DEEP HELL PRESENTS – GAME OF THE YEAR
four games inexorably linked (to each other) in ways I can’t talk about
they might hurt yourself
Marvel Rivals though, is an addiction created during the primary circumstances of my life. I see how easy it is to fall into these little cycles of software: digital battle passes and premium currencies that are tethered to more and more little upticks in rewards and victories.Rivals might be more of a treadmill than Overwatch – much of the battles in quick play lobbies qualify for theatrical stagings, real players vs. bot lobbies that seem to be crewed that way to ensure even low skill players pick up victories after strings of defeats and lock outs. It is everything videogames aspire to be now: it’s own god damned ecosystem. It’s often said in the comic book aisles that companies don’t make comics so much as they buy shelf space, and that’s just as true in videogames: how long can we get you playing, and are you spending money? I’m always spending money, a three star jackpot with the Marvel characters as often as possible.
For saying that certain games are ahead of their time, Hawken has more of this constantly emerging tech-war as the backdrop: the same kind of far-flung science fiction where swords are guns and guys are still wearing big suits of armor. Hawken is mostly renaissance fare: we’re in matches and our flags and decals are more literal. I’ve got maybe three choises to start. Now hold on, I have to list something here: what’s the difference between street fighter and Street Fighter.
This week the game, made fully open to the new developers added Capture the Flag, a feature that didn’t exist in the original. The body of Hawken seems like more material to work with: and yet the scene currently supporting the game wont exist forever. the dreaded Esports laced through it in a way that’s less sinister. Small enough to get caught in barbs from the locals when you get close. I live through a few matches with a stranger and we might decide to compete, if I live to see the next round with them.
The strangers have faces, and the names are now no longer a crytograph that speaks to me in half remembered memes and smurf accounts. I know I have to keep pressing the button on matches, keep logging in on Saturdays, keep my eye close. If I look away, only one of the contenders will make it a few more months.
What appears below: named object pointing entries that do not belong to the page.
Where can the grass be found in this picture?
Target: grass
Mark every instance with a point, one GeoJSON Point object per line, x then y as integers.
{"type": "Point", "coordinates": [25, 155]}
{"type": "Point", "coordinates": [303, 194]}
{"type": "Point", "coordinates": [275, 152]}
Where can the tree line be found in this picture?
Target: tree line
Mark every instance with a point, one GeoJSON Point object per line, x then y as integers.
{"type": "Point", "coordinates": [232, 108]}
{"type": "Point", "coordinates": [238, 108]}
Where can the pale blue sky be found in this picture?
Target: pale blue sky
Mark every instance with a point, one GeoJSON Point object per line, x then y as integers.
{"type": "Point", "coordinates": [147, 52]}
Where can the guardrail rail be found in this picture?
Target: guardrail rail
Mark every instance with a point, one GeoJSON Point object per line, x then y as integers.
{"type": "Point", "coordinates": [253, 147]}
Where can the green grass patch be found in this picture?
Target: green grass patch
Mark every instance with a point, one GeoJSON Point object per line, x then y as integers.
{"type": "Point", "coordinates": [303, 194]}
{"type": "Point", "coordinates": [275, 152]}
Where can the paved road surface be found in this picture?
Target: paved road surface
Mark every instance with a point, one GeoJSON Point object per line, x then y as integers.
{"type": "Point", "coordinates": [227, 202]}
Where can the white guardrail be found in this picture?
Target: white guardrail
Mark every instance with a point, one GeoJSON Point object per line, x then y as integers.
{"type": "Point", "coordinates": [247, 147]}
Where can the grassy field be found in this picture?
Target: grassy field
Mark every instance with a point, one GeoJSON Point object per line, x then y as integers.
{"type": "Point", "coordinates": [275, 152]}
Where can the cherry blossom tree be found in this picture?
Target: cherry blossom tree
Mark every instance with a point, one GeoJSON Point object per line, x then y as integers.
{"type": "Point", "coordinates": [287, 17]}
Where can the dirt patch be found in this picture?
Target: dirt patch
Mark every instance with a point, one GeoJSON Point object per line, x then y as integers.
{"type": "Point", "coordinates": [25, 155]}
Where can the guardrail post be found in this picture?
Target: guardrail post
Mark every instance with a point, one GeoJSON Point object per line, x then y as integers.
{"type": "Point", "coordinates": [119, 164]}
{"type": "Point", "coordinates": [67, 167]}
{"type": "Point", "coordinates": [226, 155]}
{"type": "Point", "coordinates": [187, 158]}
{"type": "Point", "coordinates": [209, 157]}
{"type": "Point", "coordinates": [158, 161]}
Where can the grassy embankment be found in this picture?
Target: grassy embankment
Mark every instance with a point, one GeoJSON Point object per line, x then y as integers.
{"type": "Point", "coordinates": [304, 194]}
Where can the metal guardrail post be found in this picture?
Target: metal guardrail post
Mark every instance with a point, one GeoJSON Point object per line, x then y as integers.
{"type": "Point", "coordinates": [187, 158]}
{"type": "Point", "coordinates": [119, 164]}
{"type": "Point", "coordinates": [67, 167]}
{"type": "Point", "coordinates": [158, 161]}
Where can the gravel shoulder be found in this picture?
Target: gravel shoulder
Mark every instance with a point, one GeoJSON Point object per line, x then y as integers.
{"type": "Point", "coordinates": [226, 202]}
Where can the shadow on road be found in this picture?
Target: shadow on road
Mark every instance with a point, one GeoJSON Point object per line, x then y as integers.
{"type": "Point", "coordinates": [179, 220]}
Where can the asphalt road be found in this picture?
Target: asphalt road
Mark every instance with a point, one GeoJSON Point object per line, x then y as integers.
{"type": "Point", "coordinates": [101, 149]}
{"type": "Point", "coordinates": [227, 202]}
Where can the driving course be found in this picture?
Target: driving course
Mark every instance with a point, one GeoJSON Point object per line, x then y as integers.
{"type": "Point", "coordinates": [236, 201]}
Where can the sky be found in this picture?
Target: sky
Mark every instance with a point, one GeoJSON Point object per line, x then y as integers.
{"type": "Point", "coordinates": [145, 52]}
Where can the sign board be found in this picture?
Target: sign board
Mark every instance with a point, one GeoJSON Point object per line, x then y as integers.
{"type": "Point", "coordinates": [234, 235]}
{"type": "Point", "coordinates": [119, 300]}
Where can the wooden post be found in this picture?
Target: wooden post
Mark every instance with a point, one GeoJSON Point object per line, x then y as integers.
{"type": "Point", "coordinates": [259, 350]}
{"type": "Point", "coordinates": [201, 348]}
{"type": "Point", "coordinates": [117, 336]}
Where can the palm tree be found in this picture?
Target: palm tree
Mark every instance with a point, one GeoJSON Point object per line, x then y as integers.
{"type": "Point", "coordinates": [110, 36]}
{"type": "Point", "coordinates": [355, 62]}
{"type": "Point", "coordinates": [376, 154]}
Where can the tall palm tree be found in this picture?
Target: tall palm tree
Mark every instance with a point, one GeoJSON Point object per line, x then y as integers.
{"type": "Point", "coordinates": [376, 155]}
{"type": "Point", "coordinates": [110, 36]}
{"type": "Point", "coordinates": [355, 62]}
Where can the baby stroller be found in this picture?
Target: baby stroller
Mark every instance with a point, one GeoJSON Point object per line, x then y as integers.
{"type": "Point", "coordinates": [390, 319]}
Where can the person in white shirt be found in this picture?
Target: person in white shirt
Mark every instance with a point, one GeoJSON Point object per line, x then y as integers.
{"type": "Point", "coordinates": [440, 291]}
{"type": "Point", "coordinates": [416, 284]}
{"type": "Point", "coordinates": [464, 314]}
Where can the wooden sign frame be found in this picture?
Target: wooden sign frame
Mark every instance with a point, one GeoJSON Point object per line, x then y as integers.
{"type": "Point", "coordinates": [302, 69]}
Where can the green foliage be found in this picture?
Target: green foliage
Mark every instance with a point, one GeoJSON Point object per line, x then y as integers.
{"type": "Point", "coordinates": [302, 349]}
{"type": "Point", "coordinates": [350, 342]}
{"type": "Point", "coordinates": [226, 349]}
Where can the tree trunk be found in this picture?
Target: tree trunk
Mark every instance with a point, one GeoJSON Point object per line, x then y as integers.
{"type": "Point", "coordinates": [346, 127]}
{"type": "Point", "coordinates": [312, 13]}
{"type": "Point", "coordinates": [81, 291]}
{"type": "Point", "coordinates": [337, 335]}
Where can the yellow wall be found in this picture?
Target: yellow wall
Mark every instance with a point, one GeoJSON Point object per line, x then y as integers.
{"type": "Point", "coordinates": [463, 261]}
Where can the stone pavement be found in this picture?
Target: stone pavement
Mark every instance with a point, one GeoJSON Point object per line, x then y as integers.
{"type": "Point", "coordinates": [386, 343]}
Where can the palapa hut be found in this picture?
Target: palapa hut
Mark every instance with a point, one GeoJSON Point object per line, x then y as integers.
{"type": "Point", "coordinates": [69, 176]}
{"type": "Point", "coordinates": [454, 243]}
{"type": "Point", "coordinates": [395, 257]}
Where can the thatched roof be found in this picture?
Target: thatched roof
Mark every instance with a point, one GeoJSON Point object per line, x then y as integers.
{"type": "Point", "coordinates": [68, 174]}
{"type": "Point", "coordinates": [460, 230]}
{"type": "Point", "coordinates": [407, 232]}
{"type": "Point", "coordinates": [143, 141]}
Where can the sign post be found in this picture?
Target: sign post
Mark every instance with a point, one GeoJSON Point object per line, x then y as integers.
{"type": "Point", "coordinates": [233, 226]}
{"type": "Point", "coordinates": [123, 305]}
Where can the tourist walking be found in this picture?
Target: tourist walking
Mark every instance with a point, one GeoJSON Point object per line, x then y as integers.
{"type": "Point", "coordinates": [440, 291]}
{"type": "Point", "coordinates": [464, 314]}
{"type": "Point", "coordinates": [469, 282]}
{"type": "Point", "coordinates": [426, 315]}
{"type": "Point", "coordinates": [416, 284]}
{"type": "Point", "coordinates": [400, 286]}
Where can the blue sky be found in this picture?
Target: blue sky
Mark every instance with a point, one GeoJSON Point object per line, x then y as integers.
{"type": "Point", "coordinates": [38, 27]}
HAWKEN and MARVEL RIVALS are recipients of A KEIGHLEY – an award that we’ve decided to give out yearly at Deep Hell Dot Com for games that are special in ways that run deeper then our hearts or what we feel like playing them. We deserve Hawken and more of them, but: the future remains unchanged, and it will be another half decade of premium skins and battle passes. One, seemingly cannot exist without the other: an award for every category. When one closes down by summertime next year, will there be more articles from people celebrating it, or saying that it was a sad example of not enough fans supporting something? It seems harder and harder to cover projects like these as anything other than a eulogy.
Next year, it’s possible that time, like all things, will come for Hawken as much as it is that Marvel Rivals bleeds players every night post launch unless the treadmill keeps going. One will be sustained by people seeking it out, and the other will be sustained because it’ll be in every YouTube and Facebook short and five second vid-vertisement that can sell shelf space. Will it be on stage as the best hero-shooter of the year at The Game Awards, coasting on the public perception to always being willing to choke down more Marvel in any form, supported by the lobbies full of teenagers eked inside by the comfortable bright colors of recognizable media properties? Here we find ourselves asking at the end of the year: is there no more room in hell for videogames?